Hagala Kayi Gojju
Veg
Vegan
A tangy and spicy dish made with bitter gourd, jaggery, and spices, offering a distinctive flavor profile. Often served as an accompaniment to rotti or rice.
Cuisines
North Karnataka
Best for
Lunch
Dinner
Recipe
Prep: 15 min
Cook: 30 min
Total: 45 min
2-3 servings
Ingredients
| 1 medium | bitter gourd (Hagala Kayi) |
| 2 tablespoons | tamarind pulp |
| 1 tablespoon | jaggery |
| 1 teaspoon | mustard seeds |
| 1 teaspoon | cumin seeds |
| 1 teaspoon | urad dal |
| 1 teaspoon | chana dal |
| 2 tablespoons | coconut oil |
| 1 pinch | asafoetida |
| 2 tablespoons | fresh grated coconut |
| 2 teaspoons | sambar powder |
| 1 teaspoon | turmeric powder |
| 1 teaspoon | red chili powder |
| — | salt to taste |
| 1 cup | water |
| 1 sprig | curry leaves |
Instructions
- 1 Wash the bitter gourd thoroughly and cut it into thin slices.
- 2 Heat coconut oil in a pan over medium heat.
- 3 Add mustard seeds and let them splutter.
- 4 Add cumin seeds, urad dal, chana dal, and fry until golden brown.
- 5 Add a pinch of asafoetida and curry leaves, sauté for a few seconds.
- 6 Add the sliced bitter gourd and sauté until they start to soften.
- 7 Add turmeric powder, red chili powder, and salt.
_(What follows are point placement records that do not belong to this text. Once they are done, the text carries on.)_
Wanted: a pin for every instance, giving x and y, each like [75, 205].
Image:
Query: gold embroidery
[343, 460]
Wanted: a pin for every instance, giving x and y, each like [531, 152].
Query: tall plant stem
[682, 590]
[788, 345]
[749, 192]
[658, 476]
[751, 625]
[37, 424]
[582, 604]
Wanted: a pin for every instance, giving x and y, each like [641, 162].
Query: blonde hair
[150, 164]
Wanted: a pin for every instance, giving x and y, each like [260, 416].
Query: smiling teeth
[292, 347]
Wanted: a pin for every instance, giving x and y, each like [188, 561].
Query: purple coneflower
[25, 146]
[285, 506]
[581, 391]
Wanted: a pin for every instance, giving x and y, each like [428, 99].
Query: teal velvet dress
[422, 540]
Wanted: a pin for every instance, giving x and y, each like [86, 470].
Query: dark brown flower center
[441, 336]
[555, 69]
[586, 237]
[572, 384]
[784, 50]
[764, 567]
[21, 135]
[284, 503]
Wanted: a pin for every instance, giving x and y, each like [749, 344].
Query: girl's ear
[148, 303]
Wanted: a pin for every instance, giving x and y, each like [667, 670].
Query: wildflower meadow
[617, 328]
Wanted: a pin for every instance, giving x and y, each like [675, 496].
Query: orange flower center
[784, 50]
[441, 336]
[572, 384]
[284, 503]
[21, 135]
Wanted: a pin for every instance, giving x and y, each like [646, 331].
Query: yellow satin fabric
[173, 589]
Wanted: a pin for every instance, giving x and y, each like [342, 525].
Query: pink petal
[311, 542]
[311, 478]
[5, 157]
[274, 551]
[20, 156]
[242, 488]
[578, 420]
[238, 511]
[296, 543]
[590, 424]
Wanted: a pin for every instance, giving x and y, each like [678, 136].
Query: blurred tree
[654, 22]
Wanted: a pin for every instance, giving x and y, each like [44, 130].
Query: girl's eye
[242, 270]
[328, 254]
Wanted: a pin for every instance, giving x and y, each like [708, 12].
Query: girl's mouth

Mix well.
- 8 Add tamarind pulp and jaggery, stir to combine.
- 9 Pour in water and bring to a boil.
- 10 Reduce the heat and let it simmer until the bitter gourd is cooked and the flavors meld together.
- 11 Add sambar powder and grated coconut, mix well and cook for another 2-3 minutes.
- 12 Adjust salt and jaggery to taste.
- 13 Remove from heat and let it sit for a few minutes before serving.
Tips
For a less bitter taste, soak the sliced bitter gourd in salted water for 15 minutes before cooking.